Spectral Ghost in Representation Learning: from Component Analysis to Self-Supervised Learning
Bo Dai, Na Li, Dale Schuurmans
TL;DR
The paper addresses the lack of a unified theory for SSL representations by introducing a spectral-sufficiency framework that expresses $P(y|x)$ through a pair of spectral components, enabling downstream prediction to be captured linearly as $\mathbb{E}[y|x] = \langle \varphi(x), w\rangle$ under unlabeled data. It unifies existing SSL methods via energy-based, latent-variable, and nonlinear spectral representations, and shows how classical spectral decompositions (e.g., mutual information via $D_{KL}$, NCE, and power iterations) underlie many SSL objectives. It further extends the framework to multi-modal learning, diffusion-inspired methods, and downstream tasks such as regression, causal inference, and reinforcement learning, illustrating broad applicability and potential for principled algorithm design. The practical upshot is a principled lens to analyze, compare, and extend SSL methods, guiding architectures and objectives toward representations that are both sufficient for a range of tasks and efficient to learn. The work also highlights tradeoffs between linear vs. nonlinear representations, and energy-based vs. latent-variable formulations, offering a roadmap for designing scalable, theoretically grounded SSL systems with broad impact across domains.
Abstract
Self-supervised learning (SSL) have improved empirical performance by unleashing the power of unlabeled data for practical applications. Specifically, SSL extracts the representation from massive unlabeled data, which will be transferred to a plenty of down streaming tasks with limited data. The significant improvement on diverse applications of representation learning has attracted increasing attention, resulting in a variety of dramatically different self-supervised learning objectives for representation extraction, with an assortment of learning procedures, but the lack of a clear and unified understanding.

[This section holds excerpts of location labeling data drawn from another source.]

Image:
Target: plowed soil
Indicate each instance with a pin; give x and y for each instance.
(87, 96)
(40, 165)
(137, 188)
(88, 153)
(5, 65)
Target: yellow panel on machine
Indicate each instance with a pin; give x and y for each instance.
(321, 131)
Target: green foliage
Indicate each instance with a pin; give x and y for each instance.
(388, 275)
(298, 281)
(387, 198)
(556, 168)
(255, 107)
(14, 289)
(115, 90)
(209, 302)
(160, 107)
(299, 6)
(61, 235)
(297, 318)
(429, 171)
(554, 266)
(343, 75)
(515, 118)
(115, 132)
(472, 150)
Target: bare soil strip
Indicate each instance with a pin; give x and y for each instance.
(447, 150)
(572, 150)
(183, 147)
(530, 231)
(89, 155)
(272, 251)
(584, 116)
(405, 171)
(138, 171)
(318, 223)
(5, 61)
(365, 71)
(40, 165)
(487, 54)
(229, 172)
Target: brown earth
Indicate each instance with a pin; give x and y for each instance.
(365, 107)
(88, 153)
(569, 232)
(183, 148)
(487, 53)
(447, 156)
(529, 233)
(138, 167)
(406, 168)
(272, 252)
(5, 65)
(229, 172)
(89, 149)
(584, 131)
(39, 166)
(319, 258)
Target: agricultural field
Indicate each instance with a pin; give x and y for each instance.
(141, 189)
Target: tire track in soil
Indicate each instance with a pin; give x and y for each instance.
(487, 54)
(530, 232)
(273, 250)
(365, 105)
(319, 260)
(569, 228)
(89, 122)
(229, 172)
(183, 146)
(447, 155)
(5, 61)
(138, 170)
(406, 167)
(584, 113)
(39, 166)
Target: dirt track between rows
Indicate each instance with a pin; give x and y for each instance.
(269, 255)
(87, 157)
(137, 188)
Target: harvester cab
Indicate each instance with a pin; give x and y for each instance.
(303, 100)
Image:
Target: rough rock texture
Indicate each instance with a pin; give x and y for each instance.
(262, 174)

Such an absence hampers the ongoing development of representation learning, leaving a theoretical understanding missing, principles for efficient algorithm design unclear, and the use of representation learning methods in practice unjustified. The urgency for a unified framework is further motivated by the rapid growth in representation learning methods. In this paper, we are therefore compelled to develop a principled foundation of representation learning. We first theoretically investigate the sufficiency of the representation from a spectral representation view, which reveals the spectral essence of the existing successful SSL algorithms and paves the path to a unified framework for understanding and analysis. Such a framework work also inspires the development of more efficient and easy-to-use representation learning algorithms with principled way in real-world applications.